When voters went to the polls from Plattsburgh to Owsego Tuesday, they saw three names on the ballot: Doug Hoffman, a CPA from Lake Placid running on the New York Conservative ticket (pictured, far left); Dede Scozzafava, a pro-choice, liberal Republican assemblywoman; and Bill Owens (pictured above right), an Air Force retiree and lawyer running as a Democrat. Of course, only Hoffman and Owens remain in the race after Scozzafava dropped out early Saturday.
But why would Scozzafava quit just three days before the election, when she had the Republican Party nomination in hand and endorsements from the likes John Boehner and Newt Gingrich?
Because even with those signs of early success, Scozzafava saw the handwriting on wall in a contest that had become a two-way battle between Owens and Hoffman and a proxy fight for the future of her own party.
Although she nabbed the Republican nod this summer, it came through a vote of 11 local GOP representatives, not a traditional primary contest that would have tested her positions on an increasingly restless conservative base, both in her district and around the country.
After eight long years of free spending and government-growing under George W. Bush, Scozzafava's Republican appointment served as a rallying cry nationally for conservatives about exactly what they think is wrong with the national party: Inside deals, squishy priorities, and Republicans In Name Only who do little in office to advance the first principles they champion.
While Owens welcomed staff, money and visibility from his party's establishment, including an appearance by Vice President Joe Biden on Monday, Scozzafava spent most of her time during the campaign fighting off increasingly angry attacks from the right.
Conservatives, including Dick Armey and Fred Thompson, campaigned against her and for Hoffman. The powerhouse Club for Growth endorsed Hoffman and poured barrels of cash into his campaign after he pledged never to ask for a congressional earmark. In contrast, his Republican predecessor McHugh boasted of bringing more than $100 million to Fort Drum, the district's crown jewel.
When she dropped out of the race Saturday, Scozzafava praised bipartisanship and decried the politics of personal destruction. Two days later, Rush Limbaugh called her "guilty of widespread beastiality."
"She has screwed every RINO in the country," Limbaugh said.
At a Hoffman rally in Watertown Monday, country singer John Rich called out House Speaker Nancy Pelosi. Rich told the crowd that voters would drop "a Hoffman house on her." He called Scozzafava "Dede Schizophrenic," and predicted, "Tomorrow, there's going to be a lot of conservative partying going on in this neck of the woods."
Will Rich be right?
Polls taken on the weekend of Scozzafava's announcement showed Hoffman beating Owens by five to 17 points, but it's hard to think that the Republican's chaotic exit from the race would not upend the poll results for the field she led as recently as six weeks ago.
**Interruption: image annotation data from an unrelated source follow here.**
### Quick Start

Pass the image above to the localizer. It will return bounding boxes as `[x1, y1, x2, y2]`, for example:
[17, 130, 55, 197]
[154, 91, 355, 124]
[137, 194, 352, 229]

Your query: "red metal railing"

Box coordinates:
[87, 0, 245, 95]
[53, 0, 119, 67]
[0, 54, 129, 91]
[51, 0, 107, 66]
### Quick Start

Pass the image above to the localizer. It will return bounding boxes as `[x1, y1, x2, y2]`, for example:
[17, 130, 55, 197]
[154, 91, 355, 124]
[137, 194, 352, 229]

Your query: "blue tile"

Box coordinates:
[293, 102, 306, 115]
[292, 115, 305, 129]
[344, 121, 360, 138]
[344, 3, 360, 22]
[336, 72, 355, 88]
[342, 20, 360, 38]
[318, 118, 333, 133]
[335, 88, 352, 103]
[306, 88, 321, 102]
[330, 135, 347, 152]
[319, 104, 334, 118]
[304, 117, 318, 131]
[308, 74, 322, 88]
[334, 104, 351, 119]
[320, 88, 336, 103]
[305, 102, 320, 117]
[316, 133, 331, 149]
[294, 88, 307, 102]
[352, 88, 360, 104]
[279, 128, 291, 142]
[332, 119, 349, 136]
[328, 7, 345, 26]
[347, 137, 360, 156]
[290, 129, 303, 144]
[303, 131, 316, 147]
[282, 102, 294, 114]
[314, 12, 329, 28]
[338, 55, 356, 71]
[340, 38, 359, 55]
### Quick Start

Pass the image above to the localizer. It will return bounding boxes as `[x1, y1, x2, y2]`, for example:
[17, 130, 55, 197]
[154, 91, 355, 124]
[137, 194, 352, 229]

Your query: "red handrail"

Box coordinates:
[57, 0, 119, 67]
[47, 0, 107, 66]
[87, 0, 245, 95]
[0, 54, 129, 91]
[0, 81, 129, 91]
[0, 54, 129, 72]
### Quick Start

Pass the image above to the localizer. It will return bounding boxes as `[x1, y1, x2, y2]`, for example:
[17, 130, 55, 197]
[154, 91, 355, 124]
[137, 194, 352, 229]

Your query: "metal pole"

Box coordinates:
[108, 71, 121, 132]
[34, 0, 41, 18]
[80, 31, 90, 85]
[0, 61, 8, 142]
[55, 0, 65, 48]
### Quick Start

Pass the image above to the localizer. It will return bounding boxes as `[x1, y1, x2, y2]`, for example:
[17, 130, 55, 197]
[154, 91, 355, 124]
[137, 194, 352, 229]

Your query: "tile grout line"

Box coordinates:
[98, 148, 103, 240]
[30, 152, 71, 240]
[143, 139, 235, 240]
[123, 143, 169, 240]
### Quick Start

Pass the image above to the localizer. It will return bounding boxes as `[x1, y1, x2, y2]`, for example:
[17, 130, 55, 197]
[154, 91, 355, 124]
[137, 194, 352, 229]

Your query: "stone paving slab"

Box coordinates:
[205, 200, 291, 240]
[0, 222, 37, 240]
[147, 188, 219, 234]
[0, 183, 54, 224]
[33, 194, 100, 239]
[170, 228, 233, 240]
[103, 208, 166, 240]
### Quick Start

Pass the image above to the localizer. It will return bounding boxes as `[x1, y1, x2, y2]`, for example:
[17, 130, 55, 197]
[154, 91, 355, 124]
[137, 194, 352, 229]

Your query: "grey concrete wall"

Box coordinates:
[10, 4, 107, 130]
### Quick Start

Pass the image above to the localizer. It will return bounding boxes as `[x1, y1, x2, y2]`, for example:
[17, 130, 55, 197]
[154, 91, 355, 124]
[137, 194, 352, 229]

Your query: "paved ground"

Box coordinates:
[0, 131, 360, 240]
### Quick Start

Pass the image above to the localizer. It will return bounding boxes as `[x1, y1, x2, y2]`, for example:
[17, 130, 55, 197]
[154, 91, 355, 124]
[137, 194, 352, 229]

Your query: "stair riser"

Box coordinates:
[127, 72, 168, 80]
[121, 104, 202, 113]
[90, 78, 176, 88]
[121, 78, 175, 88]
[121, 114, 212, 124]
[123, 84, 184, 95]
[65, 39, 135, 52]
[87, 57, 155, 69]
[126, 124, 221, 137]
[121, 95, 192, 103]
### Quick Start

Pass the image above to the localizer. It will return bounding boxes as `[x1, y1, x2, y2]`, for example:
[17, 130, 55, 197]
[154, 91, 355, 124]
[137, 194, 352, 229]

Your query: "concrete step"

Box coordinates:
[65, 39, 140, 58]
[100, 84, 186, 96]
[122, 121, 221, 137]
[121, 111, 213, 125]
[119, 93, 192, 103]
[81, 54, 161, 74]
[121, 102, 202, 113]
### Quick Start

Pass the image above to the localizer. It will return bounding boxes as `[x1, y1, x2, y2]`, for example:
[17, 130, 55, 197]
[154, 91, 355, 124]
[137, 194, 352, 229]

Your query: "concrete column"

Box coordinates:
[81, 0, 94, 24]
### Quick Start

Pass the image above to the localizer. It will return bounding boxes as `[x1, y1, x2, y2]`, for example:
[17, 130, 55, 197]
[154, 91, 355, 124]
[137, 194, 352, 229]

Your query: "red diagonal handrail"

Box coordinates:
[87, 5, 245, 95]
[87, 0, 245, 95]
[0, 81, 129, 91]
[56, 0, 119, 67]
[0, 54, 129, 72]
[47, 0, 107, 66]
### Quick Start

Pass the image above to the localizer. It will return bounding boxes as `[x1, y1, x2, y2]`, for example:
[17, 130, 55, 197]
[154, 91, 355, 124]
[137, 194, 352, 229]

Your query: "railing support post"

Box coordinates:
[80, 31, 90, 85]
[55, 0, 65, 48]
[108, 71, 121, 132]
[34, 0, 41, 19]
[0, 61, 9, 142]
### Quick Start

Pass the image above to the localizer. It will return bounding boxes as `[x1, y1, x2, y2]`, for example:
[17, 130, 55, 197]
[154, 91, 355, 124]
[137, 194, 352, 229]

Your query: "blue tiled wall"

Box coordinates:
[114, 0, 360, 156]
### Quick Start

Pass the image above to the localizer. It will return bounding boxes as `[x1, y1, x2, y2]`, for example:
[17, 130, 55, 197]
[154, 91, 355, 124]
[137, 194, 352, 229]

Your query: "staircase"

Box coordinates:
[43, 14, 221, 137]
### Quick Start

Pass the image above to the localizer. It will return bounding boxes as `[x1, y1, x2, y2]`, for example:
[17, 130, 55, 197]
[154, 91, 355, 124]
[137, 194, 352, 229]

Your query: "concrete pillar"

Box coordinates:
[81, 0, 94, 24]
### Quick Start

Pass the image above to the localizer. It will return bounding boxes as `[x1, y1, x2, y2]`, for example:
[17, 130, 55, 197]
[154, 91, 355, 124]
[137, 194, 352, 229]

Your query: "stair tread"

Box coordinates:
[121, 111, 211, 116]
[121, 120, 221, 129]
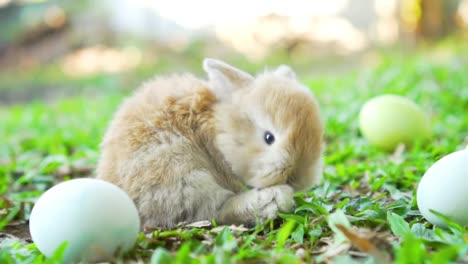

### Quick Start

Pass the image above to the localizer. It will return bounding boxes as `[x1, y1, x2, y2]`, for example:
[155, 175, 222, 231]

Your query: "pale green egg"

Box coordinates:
[29, 179, 140, 263]
[359, 95, 431, 151]
[417, 149, 468, 226]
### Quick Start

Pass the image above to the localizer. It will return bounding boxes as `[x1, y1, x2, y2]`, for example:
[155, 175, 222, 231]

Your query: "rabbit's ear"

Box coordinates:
[203, 58, 253, 98]
[275, 64, 296, 80]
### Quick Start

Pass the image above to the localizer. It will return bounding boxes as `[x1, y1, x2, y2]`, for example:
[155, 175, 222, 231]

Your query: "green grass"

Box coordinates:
[0, 46, 468, 263]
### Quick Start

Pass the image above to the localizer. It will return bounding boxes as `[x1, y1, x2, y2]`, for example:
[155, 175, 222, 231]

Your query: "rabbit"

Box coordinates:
[96, 58, 324, 228]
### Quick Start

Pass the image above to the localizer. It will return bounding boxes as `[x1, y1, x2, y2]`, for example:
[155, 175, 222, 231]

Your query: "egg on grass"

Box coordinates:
[359, 94, 431, 151]
[29, 178, 140, 263]
[417, 149, 468, 227]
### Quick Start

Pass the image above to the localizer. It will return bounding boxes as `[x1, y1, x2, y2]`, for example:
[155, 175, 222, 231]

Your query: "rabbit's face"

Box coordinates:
[207, 58, 323, 190]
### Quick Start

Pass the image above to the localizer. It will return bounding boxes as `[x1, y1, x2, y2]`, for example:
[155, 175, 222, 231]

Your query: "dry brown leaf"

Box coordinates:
[211, 225, 249, 233]
[336, 224, 391, 263]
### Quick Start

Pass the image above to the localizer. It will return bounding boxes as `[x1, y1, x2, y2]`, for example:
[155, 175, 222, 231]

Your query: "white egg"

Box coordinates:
[29, 178, 140, 262]
[417, 150, 468, 226]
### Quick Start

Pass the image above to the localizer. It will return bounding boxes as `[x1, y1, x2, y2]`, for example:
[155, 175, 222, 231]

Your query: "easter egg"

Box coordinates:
[29, 178, 140, 263]
[359, 95, 431, 151]
[417, 149, 468, 226]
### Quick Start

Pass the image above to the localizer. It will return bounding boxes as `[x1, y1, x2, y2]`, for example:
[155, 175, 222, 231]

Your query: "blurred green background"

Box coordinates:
[0, 0, 468, 104]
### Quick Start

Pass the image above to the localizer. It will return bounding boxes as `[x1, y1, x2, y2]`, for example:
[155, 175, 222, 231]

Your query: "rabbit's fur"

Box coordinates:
[97, 59, 323, 228]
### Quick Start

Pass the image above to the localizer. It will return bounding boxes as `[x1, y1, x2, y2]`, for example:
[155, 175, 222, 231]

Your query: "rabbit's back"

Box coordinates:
[97, 75, 225, 203]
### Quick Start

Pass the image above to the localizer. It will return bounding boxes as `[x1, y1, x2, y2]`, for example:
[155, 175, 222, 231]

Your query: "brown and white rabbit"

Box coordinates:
[97, 59, 324, 228]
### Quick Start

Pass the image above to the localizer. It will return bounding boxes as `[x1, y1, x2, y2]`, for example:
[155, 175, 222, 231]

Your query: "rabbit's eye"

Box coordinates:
[263, 131, 275, 145]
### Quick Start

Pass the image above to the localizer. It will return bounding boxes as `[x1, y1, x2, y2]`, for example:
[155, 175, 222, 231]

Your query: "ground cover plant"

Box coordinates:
[0, 45, 468, 263]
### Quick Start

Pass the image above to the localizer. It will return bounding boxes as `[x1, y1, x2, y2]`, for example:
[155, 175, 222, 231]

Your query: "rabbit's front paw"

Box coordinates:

The Tuesday results will give Republicans a sign not only of where their party is heading, at least in one congressional district, but also the direction they may want to take the party in the future. A Hoffman win would argue for back-to-basics conservatism, even in districts that went for Obama, as NY-23 did in 2008. But a win by the under-the-radar Democrat would poke a hole in the hot air trial balloon that the talk radio-and-tea party sent up for themselves with Hoffman inside.
By pulling McHugh out of his congressional seat, the Democratic president set in motion a series of events that gave conservative activists a testing ground for their messages and transformed a placid corner of New York into Ground Zero in the Battle for the Soul of the Republican Party.
Only time will tell if he helped himself or his opponents more by opening the field for the not-so-civil war.